UNC Coach Defends His Players

UNC Coach Defends His Players

Several basketball players at the University of North Carolina are reacting to an on-campus controversy that involves a confederate statue that was toppled four months ago during a demonstration. 

On Friday the university's Board of Governors rejected a plan to build a new home for the "Silent Sam" Confederate statue. 

The university's Board of Trustees recently approved a plan to move the statue to a new $5.3 million building on campus. 

The move was an effort to diffuse tensions over the monument. 

Before the vote, men's basketball head coach Roy Williams commented on the ongoing situation. Several members of Williams' team signed a letter to the UNC Board of Trustees and the Board of Governors that opposed the statue returning to campus.

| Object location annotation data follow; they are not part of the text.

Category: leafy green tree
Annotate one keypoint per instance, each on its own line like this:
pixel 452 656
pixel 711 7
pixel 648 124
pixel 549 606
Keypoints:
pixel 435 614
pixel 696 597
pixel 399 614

“I talked to our guys about it, told them if they feel strongly about it, go right ahead,” Williams said Friday. "It's a touchy issue. It's a hard issue and it's an easy issue, it really is. It's something we've talked about on multiple occasions. As an alum, as a graduate, as a coach I've got to have many different views on things but it's a very divisive thing. I hate that we have anything this divisive on our campus or involved in our institution."

UNC President, Margaret Spellings did not comment on the players signing the letter but she did say the future of the Silent Sam statue is a serious issue. 

"That means we must hold the safety and security of our students, faculty and staff as paramount and I know this board joins me in offering our deepest gratitude to the men and women in our law enforcement offices today and everyday," she said. 

Opponents of the plan that was rejected Friday said the proposed location was near a Jewish synagogue where the majority of black UNC students live. 

The university now plans to work on an off-campus solution.